A groundbreaking scientific examination of the way our brains understand politics from a New York Times bestselling author One of the world 's best-known linguists and cognitive scientists, George Lakoff has a knack for making science make sense for general readers. In his new book, Lakoff spells out what cognitive science has discovered about reason, and reveals that human reason is far more interesting than we thought it was. Reason is physical, mostly unconscious, metaphorical, emotion-laden, and tied to empathy-and there are biological explanations behind our moral and political thought processes. His call for a New Enlightenment is a bold and striking challenge to the cherished beliefs not only of philosophers, but of pundits, pollsters, and political leaders. The Political Mind is a passionate, erudite, and groundbreaking book that will appeal to anyone interested in how the mind works and how we function socially and politically.

Customer Reviews

5 ratings

Finally I Understand What a Frame Is

All Lakoff's previous books were excellent but left me wondering, "What's a frame?" This book answers that question, and goes well beyond that. If you haven't read any of Lakoff's books, start with this one. It is by far the best! The last chapter, which contains no politics, is an overview of the New 21st-Century Enlightenment we are entering. This chapter really is superb, destined to be a classic that changes our philosophical understanding of the world. And since philosophy determines what type of government people will adopt, politics is a natural field to use for examples. This book is like Isaac Newton's Principia. It's full of new knowledge, not about what we think, but how we think. How we go about understanding and reasoning about abstract concepts. If I tried to summarize the book I'd end up quoting the entire book. 18th-Century Enlightenment said reason can solve all problems. If that were so then all these controversial issues would have been solved by now. Progressives and conservatives both reason quite well, yet they still arrive at opposite conclusions. Discussing the issues doesn't work. Yet we still insist on doing that because 18th-Century Enlightenment tells us it should work. Rather than talking about issues you disagree on, which is exactly the wrong thing to do, you should instead talk about issues which you agree on. Find what issue a conservative has adopted a progressive view on, and discuss that issue. By discussing an issue a conservative has adopted a progressive view on, you are helping to reinforce their progressive mode of thinking. It's brain exercise! The more they exercise their progressive mode of thinking, the stronger it gets. The more you get them to discuss issues where they already have adopted a progressive view, the more their progressive mode of thinking is strengthened. As their progressive mode of thinking gets exercised and strengthened, they will tend more and more to use progressive thinking on other issues. It's that simple. And that different.

Framed again

There is a very nice description of the essentials of narrative theory and its relation to personality theory to start but then the focus is on frames and two narratives in particular, those of the strict father and empathy.
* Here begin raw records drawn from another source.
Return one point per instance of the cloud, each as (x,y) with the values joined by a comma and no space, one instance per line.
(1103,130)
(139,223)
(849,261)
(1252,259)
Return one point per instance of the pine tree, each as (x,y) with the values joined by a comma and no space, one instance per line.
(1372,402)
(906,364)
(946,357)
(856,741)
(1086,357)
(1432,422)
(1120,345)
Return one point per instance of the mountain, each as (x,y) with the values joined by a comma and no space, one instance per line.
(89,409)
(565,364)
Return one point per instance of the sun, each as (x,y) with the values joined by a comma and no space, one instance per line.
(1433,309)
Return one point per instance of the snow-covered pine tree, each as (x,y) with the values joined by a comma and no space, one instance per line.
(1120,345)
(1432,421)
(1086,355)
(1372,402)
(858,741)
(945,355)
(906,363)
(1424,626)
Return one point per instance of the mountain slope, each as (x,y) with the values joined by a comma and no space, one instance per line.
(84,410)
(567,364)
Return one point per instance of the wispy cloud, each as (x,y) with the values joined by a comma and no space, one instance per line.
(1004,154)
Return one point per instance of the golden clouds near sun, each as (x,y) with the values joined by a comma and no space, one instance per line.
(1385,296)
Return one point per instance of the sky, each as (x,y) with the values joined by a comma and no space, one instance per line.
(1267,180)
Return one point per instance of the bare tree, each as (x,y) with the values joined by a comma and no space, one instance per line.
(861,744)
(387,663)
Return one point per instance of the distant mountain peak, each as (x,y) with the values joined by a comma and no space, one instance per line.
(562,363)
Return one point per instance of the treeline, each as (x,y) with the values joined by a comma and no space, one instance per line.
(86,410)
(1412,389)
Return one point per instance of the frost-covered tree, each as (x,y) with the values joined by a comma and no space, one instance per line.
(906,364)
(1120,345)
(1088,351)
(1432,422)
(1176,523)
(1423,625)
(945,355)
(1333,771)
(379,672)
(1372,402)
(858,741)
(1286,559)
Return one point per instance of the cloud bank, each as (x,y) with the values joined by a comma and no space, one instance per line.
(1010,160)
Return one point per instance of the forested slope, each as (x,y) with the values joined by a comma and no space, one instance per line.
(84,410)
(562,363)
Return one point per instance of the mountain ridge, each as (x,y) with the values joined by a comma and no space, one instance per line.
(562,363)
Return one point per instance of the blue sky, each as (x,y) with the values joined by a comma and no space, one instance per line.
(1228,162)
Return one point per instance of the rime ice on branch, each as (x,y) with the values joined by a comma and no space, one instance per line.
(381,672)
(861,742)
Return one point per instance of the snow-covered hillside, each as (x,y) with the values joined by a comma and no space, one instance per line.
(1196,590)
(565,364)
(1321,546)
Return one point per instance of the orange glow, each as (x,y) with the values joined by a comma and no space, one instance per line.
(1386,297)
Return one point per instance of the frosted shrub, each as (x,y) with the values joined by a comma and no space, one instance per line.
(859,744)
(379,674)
This becomes essentially the Kantian Enlightenment narrative versus the evolution (complex systems) narrative with argument that contemporary neuroscience supports the evolution narrative instead of the Enlightenment narrative. The evolution narrative then becomes the New Enlightenment narrative. Conservatives primarily hold the Enlightenment Narrative and Progressives the New Enlightenment Narrative. (For an interesting sense of how this difference changes the interpretation of a person see his other book "Philosophy in the Flesh")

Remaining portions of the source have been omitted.